In the videos below, members of the Asian American Pacific Islander communities in the Chicago area recount personal incidents of racism and microaggressions they've experienced. Several discussed both how these events have impacted them and how we can move forward.
Watch, learn and empower others.
For complete coverage of NBC 5's ongoing Race in Chicago series, click here.
Saleha Ayaan Salam is an educator and activist who works as an LGBTQ and Gender Inclusion training facilitator at Lurie Children's Hospital in Chicago, as well as a program coordinator for free HIV and STI testing services.

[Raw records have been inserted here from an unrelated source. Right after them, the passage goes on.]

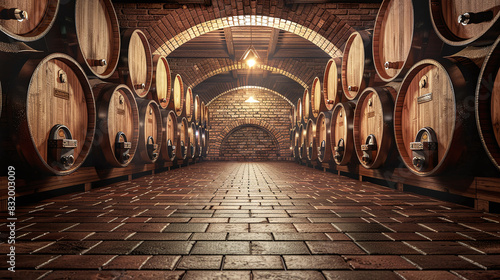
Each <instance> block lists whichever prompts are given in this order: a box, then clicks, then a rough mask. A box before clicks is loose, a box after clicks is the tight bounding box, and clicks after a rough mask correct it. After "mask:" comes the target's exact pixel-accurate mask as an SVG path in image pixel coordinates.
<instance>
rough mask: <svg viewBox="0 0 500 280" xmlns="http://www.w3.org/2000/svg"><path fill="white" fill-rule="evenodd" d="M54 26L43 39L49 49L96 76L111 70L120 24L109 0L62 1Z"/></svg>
mask: <svg viewBox="0 0 500 280" xmlns="http://www.w3.org/2000/svg"><path fill="white" fill-rule="evenodd" d="M62 2H63V3H65V4H63V3H61V8H60V10H59V15H58V18H57V21H56V25H55V26H54V28H52V30H51V32H50V33H49V34H47V37H46V38H45V44H46V47H47V49H48V50H49V51H50V52H64V53H67V54H69V55H70V56H72V57H74V58H76V60H77V61H78V62H79V63H80V64H81V65H82V67H83V68H84V69H85V71H86V72H87V73H88V74H89V75H91V76H95V77H97V78H99V79H107V78H109V77H111V75H113V73H114V72H115V70H116V68H117V65H118V62H119V57H120V48H121V38H120V27H119V24H118V18H117V16H116V13H115V9H114V7H113V4H112V3H111V1H110V0H74V1H62Z"/></svg>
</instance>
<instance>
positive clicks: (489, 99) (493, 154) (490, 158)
mask: <svg viewBox="0 0 500 280" xmlns="http://www.w3.org/2000/svg"><path fill="white" fill-rule="evenodd" d="M499 65H500V38H499V39H497V41H496V42H495V44H494V45H493V47H492V49H491V52H490V54H489V55H488V56H487V57H486V59H485V62H484V63H483V66H482V68H481V73H480V75H479V80H478V83H477V88H476V102H475V103H476V110H475V111H476V121H477V126H478V129H479V134H480V137H481V141H482V143H483V146H484V147H485V150H486V152H487V154H488V156H489V157H490V159H491V160H492V161H493V163H494V164H495V166H496V167H497V168H498V169H500V67H499Z"/></svg>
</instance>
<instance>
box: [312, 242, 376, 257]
mask: <svg viewBox="0 0 500 280" xmlns="http://www.w3.org/2000/svg"><path fill="white" fill-rule="evenodd" d="M306 244H307V246H308V247H309V249H310V250H311V253H313V254H320V255H324V254H361V255H364V254H366V253H365V251H363V250H362V249H361V248H359V247H358V246H357V245H356V244H355V243H354V242H348V241H339V242H337V241H306Z"/></svg>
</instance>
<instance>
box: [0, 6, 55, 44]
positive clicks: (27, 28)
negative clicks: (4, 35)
mask: <svg viewBox="0 0 500 280" xmlns="http://www.w3.org/2000/svg"><path fill="white" fill-rule="evenodd" d="M0 5H1V6H2V7H1V8H2V13H0V32H2V33H4V34H5V35H7V36H9V37H11V38H13V39H15V40H18V41H23V42H32V41H36V40H38V39H40V38H42V37H43V36H45V34H47V32H49V30H50V28H52V25H54V21H55V18H56V15H57V12H58V10H59V0H25V1H19V0H2V1H1V3H0ZM23 18H25V19H23Z"/></svg>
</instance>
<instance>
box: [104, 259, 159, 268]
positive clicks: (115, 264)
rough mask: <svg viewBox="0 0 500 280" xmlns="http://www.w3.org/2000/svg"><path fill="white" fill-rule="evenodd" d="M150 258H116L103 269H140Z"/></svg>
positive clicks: (109, 262) (112, 260) (111, 261)
mask: <svg viewBox="0 0 500 280" xmlns="http://www.w3.org/2000/svg"><path fill="white" fill-rule="evenodd" d="M150 257H151V256H118V257H116V258H114V259H112V260H111V261H110V262H109V263H107V264H106V265H105V266H104V267H103V269H110V270H113V269H140V268H141V266H142V265H143V264H144V263H145V262H146V261H147V260H148V259H149V258H150Z"/></svg>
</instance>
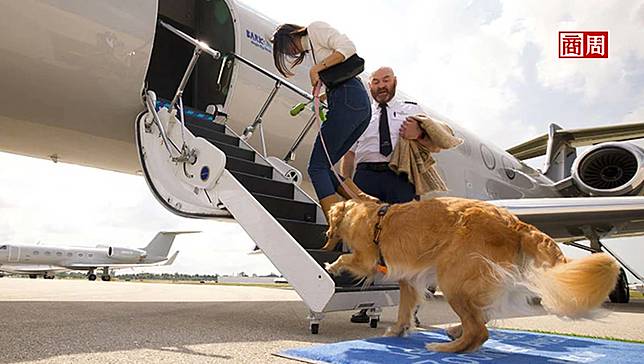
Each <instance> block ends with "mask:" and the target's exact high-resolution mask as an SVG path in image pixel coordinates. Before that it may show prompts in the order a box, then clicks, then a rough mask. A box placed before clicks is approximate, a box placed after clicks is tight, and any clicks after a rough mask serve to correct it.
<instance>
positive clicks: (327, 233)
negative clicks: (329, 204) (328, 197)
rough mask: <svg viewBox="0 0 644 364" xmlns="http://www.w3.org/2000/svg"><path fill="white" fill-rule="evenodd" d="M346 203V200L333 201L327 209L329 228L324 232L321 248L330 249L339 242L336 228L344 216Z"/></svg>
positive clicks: (342, 218) (328, 250)
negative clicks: (324, 237)
mask: <svg viewBox="0 0 644 364" xmlns="http://www.w3.org/2000/svg"><path fill="white" fill-rule="evenodd" d="M346 203H347V201H341V202H338V203H335V204H333V206H331V208H330V209H329V230H327V232H326V237H327V239H326V244H324V246H323V247H322V250H327V251H331V250H333V249H335V247H336V246H337V245H338V243H340V241H341V239H340V237H339V236H338V229H339V228H340V224H341V223H342V219H343V218H344V213H345V210H346V209H345V205H346Z"/></svg>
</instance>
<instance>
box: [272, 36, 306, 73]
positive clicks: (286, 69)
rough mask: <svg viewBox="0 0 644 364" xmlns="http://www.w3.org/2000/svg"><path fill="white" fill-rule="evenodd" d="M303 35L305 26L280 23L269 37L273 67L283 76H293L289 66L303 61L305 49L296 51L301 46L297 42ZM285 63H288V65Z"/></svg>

She also serves on the board of Trikone Chicago, a not-for-profit organization aimed at building a supportive community for queer South Asians to connect and promote awareness and acceptance.
Salam is a trans woman who immigrated to the U.S. from Bangladesh and says she's experienced many microaggressions that were unique to her experience in that they were also layered with transphobia.
"As an Asian woman, you're already being dehumanized and fetishized in these very specific ways, and then trans women face unique kinds of violence and dehumanizations, and when those factors intersect, some people don't see you as human at all," she said.